Scotland might well be right; England hasn't yet opened the box to check whether any of the lures, hooks, or lines it contains are still useable. That is not the point, though, and he turns again to the bag in search of more proof to demonstrate it properly.
"Here." He plucks out Australia's old bear next. "You can't possibly think this is rubbish. Australia used to love this bear; he carried it everywhere and—"
"Aye, and he was rough on it, too. Look at the state of it!" Scotland says, scornful and dismissive, because he's a hard-hearted bastard whom England suspects doesn't possess an ounce of proper sentimentality in his over-sized body. "All the fur's worn away, half of its stuffing's gone, and it's growing fucking mould on its ears.
"You used to hate that thing! You bought him another one to replace it, remember, because you were convinced he'd catch the plague off it or something. And that one's still in the bloody museum you've turned the weans' old room in to."
Which is also technically correct, but England can't help but feel strangely fond of the filthy old thing now, faced with the prospect of losing it forever. He wraps his arms around it.
"Don't be stupid, England," Scotland says, his eyes narrowing. "It's disgusting."
"It's Australia's." England pulls the bear closer against his chest when Scotland attempts to take it off him. Scotland grabs hold of its legs and pulls right back. "He might want it back."

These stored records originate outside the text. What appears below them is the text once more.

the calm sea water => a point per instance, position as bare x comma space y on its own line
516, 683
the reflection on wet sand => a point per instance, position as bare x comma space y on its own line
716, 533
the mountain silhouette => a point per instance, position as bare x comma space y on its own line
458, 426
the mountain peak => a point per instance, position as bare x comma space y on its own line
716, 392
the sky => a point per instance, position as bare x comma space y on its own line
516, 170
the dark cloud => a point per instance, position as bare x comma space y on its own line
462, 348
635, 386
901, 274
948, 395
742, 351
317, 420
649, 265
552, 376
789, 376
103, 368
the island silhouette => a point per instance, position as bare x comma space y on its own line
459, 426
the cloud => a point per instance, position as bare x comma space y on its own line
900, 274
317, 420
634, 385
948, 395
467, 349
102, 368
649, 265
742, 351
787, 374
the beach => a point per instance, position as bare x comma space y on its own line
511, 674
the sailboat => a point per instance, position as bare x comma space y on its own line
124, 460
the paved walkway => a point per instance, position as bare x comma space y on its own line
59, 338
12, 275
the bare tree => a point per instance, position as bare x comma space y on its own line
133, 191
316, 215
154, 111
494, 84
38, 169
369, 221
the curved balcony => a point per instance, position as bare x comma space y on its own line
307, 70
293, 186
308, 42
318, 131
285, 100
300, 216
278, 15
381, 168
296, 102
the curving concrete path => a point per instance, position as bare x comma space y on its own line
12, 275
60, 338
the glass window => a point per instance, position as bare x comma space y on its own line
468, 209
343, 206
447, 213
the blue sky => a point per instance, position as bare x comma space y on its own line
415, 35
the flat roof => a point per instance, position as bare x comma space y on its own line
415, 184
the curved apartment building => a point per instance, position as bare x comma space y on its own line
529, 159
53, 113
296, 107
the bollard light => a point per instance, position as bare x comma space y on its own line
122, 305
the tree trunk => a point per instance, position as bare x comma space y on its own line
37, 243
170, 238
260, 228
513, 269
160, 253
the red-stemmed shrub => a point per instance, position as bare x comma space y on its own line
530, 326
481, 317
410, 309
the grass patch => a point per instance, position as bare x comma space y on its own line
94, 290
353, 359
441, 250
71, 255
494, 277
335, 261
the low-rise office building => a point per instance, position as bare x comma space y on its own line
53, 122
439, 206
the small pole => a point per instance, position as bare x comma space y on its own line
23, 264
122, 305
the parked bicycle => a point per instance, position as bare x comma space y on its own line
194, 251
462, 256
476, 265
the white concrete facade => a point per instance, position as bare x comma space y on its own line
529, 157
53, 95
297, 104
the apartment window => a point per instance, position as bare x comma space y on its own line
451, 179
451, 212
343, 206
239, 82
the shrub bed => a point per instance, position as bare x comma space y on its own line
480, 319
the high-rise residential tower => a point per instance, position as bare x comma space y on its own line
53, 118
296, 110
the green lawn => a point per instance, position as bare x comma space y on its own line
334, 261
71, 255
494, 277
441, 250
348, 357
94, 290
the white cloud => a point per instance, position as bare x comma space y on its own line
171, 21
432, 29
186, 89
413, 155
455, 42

"I doubt it; Australia's a grown man," Scotland says. "And if he did suddenly decide he was in dire need of a teddy, he'd want the other one. The one that isn't rotting. But you wouldn't let him have that, would you? Not and break up your collection."
"I could fix it," England says, a little desperately.
"No, you couldn't," Scotland says. "It's beyond help at this point."
He suddenly yanks at the bear. England tightens his grip on it, and yanks just as hard in the opposite direction.
The bear tears in two, ripping clean along the fraying stitches around its midsection.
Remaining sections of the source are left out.